Он добровольно прошел через горнило двух войн, убедившись в том, что только любовь является мерилом человеческого счастья. Прошел Чечню, чтобы заслужить уважение отца — ветерана Афганистана, после отправился на СВО, полагая, что к этому его обязывает боевой опыт. Сегодня в рубрике «Главный герой» — житель Югорска, ветеран чеченской кампании и СВО Александр Рубцов, убежденный в том, что любовь к своей семье — это тоже патриотизм.
— Александр, расскажите, каким было ваше детство, как вас воспитывали, к чему готовили? Что запомнилось?
— Родился я в старинном, очень красивом городе Алатырь в Чувашии. Самое яркое воспоминание из детства — это бабушкина деревня летом: поля, сенокос, коровы, колодец. Вместе с младшим братом росли в любви и заботе.

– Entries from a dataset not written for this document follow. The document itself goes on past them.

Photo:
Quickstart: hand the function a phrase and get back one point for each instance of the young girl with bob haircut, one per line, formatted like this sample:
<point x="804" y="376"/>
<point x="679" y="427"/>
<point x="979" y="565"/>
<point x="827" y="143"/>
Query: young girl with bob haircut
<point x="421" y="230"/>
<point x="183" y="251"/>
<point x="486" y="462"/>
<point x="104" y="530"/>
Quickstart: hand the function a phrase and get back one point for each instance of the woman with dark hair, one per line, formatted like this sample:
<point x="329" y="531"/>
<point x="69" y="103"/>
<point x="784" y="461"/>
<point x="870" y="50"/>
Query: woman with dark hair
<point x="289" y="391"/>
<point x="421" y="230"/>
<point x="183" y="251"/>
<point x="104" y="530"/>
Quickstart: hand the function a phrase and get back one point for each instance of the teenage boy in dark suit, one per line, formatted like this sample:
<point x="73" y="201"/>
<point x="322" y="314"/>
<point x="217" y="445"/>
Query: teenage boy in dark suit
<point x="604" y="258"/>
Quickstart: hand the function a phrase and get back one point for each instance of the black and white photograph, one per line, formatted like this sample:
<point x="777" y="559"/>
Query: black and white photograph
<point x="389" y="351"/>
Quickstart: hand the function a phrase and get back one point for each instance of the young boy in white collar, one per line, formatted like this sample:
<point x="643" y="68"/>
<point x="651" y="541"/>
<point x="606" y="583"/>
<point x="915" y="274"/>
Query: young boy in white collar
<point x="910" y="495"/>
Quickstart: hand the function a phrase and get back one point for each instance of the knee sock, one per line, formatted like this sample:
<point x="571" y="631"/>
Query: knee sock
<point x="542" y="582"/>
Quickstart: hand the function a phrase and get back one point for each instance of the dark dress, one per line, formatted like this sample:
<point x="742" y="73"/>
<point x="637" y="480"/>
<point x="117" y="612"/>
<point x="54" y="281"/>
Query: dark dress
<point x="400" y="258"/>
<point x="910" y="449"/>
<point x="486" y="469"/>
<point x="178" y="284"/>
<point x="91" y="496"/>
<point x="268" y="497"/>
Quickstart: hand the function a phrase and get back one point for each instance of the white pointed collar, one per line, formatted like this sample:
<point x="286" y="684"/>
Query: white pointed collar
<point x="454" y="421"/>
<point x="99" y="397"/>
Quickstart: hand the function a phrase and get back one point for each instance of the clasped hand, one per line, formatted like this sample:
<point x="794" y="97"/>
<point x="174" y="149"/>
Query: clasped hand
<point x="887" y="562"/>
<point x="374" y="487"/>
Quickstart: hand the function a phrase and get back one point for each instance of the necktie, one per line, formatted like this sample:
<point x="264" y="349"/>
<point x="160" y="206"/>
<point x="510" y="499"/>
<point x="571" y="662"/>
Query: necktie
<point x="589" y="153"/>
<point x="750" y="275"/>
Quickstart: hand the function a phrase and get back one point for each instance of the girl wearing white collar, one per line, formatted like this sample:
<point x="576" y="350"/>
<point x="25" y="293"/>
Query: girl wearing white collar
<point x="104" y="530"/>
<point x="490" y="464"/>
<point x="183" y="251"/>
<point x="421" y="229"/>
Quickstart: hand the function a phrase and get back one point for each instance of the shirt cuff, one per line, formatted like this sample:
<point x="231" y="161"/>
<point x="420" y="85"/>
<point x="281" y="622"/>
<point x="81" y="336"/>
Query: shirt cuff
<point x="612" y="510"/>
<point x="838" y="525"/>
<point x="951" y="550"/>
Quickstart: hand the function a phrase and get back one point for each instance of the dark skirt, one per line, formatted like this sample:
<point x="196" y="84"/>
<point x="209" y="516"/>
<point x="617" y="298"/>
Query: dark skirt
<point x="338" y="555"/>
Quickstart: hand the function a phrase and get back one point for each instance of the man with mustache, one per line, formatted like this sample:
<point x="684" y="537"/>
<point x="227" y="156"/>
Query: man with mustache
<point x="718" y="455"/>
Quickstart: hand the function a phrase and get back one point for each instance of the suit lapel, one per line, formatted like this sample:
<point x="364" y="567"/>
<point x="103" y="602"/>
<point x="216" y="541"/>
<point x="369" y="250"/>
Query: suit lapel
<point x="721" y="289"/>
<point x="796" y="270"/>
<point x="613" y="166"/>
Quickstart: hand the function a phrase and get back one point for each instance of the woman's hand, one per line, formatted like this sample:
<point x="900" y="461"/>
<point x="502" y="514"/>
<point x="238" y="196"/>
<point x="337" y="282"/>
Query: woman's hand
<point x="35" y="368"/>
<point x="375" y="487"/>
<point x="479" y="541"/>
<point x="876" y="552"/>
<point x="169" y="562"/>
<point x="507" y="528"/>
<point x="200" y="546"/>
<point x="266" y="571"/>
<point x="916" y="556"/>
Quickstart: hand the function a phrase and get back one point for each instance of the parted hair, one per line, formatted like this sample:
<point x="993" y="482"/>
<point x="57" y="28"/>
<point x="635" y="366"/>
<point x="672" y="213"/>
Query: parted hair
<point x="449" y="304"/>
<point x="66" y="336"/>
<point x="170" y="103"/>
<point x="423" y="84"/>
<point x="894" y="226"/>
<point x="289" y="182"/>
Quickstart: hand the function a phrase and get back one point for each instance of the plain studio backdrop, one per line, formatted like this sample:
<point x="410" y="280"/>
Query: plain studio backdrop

Мой папа — Иван Петрович — был и остается для меня особенным человеком в жизни, главным нравственным ориентиром. Я не скажу, что отец сознательно готовил меня именно к военной службе. Он просто хотел воспитать во мне на своем примере такие мужские качества как самостоятельность, особенное отношение к женщине. Я, конечно, безмерно благодарен и папе, и маме за мудрость, терпение и любовь, за счастливое детство, которое они подарили нам с братом.
— Кем работали родители?
— Мама была школьным учителем, окончила пединститут в Чебоксарах, а папа, после того как мы в 1988 году переехали в Комсомольский, устроился водителем лесовоза в местный леспромхоз. Папу в военной форме десантника я видел с раннего детства на семейных фотографиях. Когда мне было лет семь-восемь, появилось любопытство: начал задавать вопросы сначала дедушке, потом отцу. Он, конечно, не сильно вдавался в подробности военной службы. Рассказал, что есть такая далекая страна в пустыне — Афганистан, куда его вместе с товарищами в условиях секретности забросили с самолета, чтобы выполнять боевые задания.
— Отец был строгим родителем?
— Он был справедливым, мог и поругать за дело. Я в принципе в детстве шалил мало, но если наказывали, то быстро приходил в чувство и понимал правоту наказания. Учился в школе хорошо, окончил пятую школу в Югорске без троек. До сих пор с особым чувством благодарности вспоминаю своих школьных учителей. В старших классах начал задумываться о карьере профессионального военного и после окончания школы решил поступать в Тюменское высшее военно-инженерное командное училище. Папа выбор поддержал, однако так получилось, что я пропустил сроки подачи документов. Тогда, чтобы не терять год, сдал вступительные экзамены в Югорский индустриальный техникум на электромеханика. Учиться мне понравилось и вскоре мысли о поступлении в военное училище перестали волновать — видимо, успокоился, перегорел. Техникум окончил в 2004 году с красным дипломом и на момент окончания мне исполнился 21 год. Тут начал переживать: 21 год, а я все еще не в армии. Вроде как и осенний призыв подходит, а повестки все нет и нет. Тогда стал звонить в военкомат, интересоваться.
— И напросился?
— Ну да. Призвали меня 24 декабря 2004 года. Попал в учебную часть в Ставрополье в саперную роту. Обучали минно-взрывному делу: учили делать растяжки, ставить минные ловушки, производить маскировку взрывных устройств, подрыв пехоты и бронетехники. Было очень много теории и практики, постоянно ходили на полигоны — что-то там взрывали, подрывали.
— Какими качествами должен обладать сапер?
— Внимательность, осторожность, трезвый ум. Когда подходишь к взрывному устройству — все равно страшно, душа в пятки уходит, но нужно взять себя в руки, сконцентрироваться. Дальше, используя свои знания, действовать по обстоятельствам. Все же знают пословицу про то, что сапер ошибается один раз.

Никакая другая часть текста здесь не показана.